While America pretends that turkey is edible every Thanksgiving, my hometown friends and I unapologetically devour plates of delicious home-fried chicken. Last week, we perched ourselves on the familiar living room couch, cheered as we watched the Cowboys lose and grasped ketchup bottles in-hand: a refreshing tradition that started long before college. Back then, what I now revere as my hometown traditions were the standard.
So, by the time I visited home over this break, after planning my days and nights in advance, after hyping-up “the return” for weeks, it all seemed contrived, almost artificial — canned like the gravy we weren’t eating. I felt out of place at home for the first time.
After all, within a few days, we’d all be resuming our separate college lives as if we never left our dorms. Thanksgiving break’s five-day window of home life tasted more bittersweet than the long days of the summer that preceded it: a time when I had no bigger or better things planned than to lay in the bed I now so desperately crave. That same August, when I received my first Sun issue in print and read Christian Baran ’22’s “No Place Like Home,” it was only natural that I could hardly relate to his longing for home. At the time, I was preoccupied with excitement and nervousness for leaving mine in the fall. In those days, what I sought as “bigger and better things” were my ticket out of suburban boredom. Only now I realize how detached I was from Baran’s reality and how unaware I was of my fate.
Four months later, I can no longer look at home in the eye; now, I put it on a pedestal from afar. When I visit, I force myself to cherish the same rooms and halls that I had only casually walked across a few months before. I convince myself that attempts to relive memories with friends will fill in for gaps of months apart. But it’s no use. Moving to Cornell has condemned me to be a visitor in my own home. Each coming break is just as much a necessary change of pace as it is a teasing glimpse into memories that can never be duplicated. Perhaps the extra school breaks I constantly fantasize about would only further blur the lines of what has become of my home — and if I fit into it anymore.
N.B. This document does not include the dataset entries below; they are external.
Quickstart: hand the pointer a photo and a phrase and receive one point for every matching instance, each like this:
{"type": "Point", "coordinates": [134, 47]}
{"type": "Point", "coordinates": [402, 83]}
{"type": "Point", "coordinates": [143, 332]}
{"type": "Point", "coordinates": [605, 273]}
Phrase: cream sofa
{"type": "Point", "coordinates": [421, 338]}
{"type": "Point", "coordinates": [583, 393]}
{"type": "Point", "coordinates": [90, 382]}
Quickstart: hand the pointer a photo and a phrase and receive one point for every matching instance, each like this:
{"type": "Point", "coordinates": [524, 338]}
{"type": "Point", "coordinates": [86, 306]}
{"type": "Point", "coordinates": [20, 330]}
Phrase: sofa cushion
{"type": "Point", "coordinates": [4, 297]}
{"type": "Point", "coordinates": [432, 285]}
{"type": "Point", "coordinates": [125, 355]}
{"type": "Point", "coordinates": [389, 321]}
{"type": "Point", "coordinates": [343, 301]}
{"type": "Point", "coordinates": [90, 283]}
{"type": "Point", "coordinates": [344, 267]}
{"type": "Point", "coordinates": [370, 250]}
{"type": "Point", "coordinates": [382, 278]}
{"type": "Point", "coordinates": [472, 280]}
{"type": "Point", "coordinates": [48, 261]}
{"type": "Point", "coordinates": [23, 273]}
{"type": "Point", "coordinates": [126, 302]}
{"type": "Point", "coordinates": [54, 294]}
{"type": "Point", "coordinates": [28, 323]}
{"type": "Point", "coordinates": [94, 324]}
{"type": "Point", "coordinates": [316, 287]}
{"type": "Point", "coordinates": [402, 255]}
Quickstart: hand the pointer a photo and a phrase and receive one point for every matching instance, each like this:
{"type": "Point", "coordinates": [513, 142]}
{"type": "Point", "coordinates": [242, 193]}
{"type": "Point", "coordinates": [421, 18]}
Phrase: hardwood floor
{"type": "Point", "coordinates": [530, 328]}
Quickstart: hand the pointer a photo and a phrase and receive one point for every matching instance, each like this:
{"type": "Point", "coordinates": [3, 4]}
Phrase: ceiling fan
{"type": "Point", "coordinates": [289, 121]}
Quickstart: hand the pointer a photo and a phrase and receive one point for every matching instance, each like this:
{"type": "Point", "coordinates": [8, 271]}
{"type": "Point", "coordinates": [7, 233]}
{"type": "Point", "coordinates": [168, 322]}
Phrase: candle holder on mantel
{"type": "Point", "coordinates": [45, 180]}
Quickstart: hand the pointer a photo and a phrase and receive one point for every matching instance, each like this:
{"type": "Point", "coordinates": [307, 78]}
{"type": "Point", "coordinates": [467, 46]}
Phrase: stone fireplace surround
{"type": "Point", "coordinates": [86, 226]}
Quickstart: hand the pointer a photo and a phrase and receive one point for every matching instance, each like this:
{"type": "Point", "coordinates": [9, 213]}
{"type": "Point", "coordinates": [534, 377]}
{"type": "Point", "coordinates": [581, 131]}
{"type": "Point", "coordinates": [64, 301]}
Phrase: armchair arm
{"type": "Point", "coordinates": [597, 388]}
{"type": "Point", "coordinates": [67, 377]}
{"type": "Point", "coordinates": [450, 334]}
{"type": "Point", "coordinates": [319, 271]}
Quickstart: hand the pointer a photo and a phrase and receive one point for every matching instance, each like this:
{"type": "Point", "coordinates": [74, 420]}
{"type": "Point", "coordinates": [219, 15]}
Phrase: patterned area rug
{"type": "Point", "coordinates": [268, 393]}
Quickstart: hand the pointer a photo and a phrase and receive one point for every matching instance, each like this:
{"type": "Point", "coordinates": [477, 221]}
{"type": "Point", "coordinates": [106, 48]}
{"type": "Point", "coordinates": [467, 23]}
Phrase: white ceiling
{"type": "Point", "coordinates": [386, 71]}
Back in high school, when the already graduated friends I looked up to would visit our alma mater’s locker-stricken halls, I perceived their gesture as a favor to us students. I admired their willingness to catch-up on our lives back home. I appreciated their curiosity to know what had and hadn’t changed while they were gone.
But soon enough, upon my return home, I now step into those shoes I once idolized. Last week, as I reconnected with friends still attending my high school, I found myself in need of them far more than they needed me — despite their frequent college application questions. I needed them to fill me in on any drama I missed. I needed them to assure me nothing much had changed in the clubs we had both joined. More than anything, visiting home is my ticket to a past I can’t revisit in any other way.
Nonetheless, this Thanksgiving break, my friends and I agreed it was too much, too soon to walk the now-sacred halls of our high school, to pace the classrooms where we first met and to visit the atrium where we ate our first few lunches from the cafeteria’s bagel gold-mine. We all knew it would always feel too soon, but we neglected to dissect our excuse and pretended nothing had changed from last summer. So instead of facing the past and turning the page, we rolled fried wings in ketchup.
I revere the past from hundreds of miles away, but with each break that returns me to the place and people that compose it, I close my eyes out of fear of what has permanently changed. To me, home is a time and place whose memories have earned the pedestal upon which they stand.
I can only hope that one day, when I return to visit The Hill, I still rush with that same fear of change. Only then will I know that Cornell has become home, whose memories I place on a pedestal far above Cayuga’s waters.